Firstly the automatic welder assemblies positioned at 12 o'clock, 2 o'clock and 4 o'clock (when viewing from the front of the machine) weld the joint 6 whilst the ring member 33 rotates clockwise by approximately 60 degrees to weld one half of the joint 6. It should be noted that the automatic welder assemblies originally positioned at 6 o'clock, 8 o'clock and 10 o'clock are now positioned at 8 o'clock, 10 o'clock and 12 o'clock respectively. These latter automatic welder assemblies are then operated whilst the ring member is rotated sixty degrees anti-clockwise to weld the remaining half of the joint 6.
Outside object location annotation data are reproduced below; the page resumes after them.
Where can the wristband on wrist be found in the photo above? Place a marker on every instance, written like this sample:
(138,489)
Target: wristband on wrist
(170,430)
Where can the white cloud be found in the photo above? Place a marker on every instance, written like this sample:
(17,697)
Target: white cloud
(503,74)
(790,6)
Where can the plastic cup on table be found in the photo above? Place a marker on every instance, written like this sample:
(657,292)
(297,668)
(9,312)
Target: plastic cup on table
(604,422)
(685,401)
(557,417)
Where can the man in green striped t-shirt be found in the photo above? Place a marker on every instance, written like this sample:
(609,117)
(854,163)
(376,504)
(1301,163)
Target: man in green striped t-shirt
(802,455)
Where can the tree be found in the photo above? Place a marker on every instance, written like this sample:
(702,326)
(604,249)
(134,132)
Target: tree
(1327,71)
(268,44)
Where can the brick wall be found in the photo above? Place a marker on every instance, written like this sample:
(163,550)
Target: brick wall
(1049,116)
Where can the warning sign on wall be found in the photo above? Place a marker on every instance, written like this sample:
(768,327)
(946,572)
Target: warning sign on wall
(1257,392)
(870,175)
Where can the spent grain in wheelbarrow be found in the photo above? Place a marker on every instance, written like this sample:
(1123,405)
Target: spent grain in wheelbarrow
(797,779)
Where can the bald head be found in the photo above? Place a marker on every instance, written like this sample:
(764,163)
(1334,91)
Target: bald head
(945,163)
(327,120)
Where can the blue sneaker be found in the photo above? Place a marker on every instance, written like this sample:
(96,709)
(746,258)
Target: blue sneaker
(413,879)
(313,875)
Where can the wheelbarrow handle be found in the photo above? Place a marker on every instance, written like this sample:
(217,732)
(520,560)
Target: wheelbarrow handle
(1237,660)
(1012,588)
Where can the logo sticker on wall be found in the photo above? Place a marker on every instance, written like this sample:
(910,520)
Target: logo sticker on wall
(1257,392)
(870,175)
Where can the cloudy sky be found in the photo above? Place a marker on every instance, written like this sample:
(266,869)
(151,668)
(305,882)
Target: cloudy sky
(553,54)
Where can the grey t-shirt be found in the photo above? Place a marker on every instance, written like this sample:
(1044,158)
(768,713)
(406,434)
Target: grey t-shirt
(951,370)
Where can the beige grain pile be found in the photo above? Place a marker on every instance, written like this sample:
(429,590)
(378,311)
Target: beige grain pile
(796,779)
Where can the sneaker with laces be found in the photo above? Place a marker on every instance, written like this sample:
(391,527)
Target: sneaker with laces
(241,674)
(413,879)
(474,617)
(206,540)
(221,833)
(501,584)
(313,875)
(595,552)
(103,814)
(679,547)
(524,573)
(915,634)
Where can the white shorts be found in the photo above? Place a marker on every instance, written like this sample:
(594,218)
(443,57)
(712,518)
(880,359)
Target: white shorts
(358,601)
11) The operator then unclamps the front and rear pipe-engaging clamps via the command rod control panel and the machine can be advanced further along the pipeline to the next weld position. With reference to figures 6-16 there is shown various components of the arrester assembly 40 shown in figure 3.

The major components of the arrester assembly 40 are an actuator 410, (see fig 6) extendable shaft assembly 41 comprising sleeve 412 and rod 416, sleeve guide 414, rod guide 418 and positioning abutment 42.

In this case actuator 410 is a double acting pneumatic actuator, the piston (not shown) of which is connected to piston rod 420. Secured to the end of piston rod 420 is a bobbin 422 having two bobbin flanges 424 separated by a collar 426. The piston rod is operable between a first position as shown in figure 8, which corresponds to a deployed position of the arrester, and a second position as shown dotted in figure 6 at D, which corresponds to a retracted position of the arrester assembly. The piston and piston rod move within a piston cylinder 428, which is secured, at the end remote from the bobbin, to a cylinder plate 430. Cylinder plate 430 is secured to one end of sleeve guide 414 by bolts 431 (only one shown).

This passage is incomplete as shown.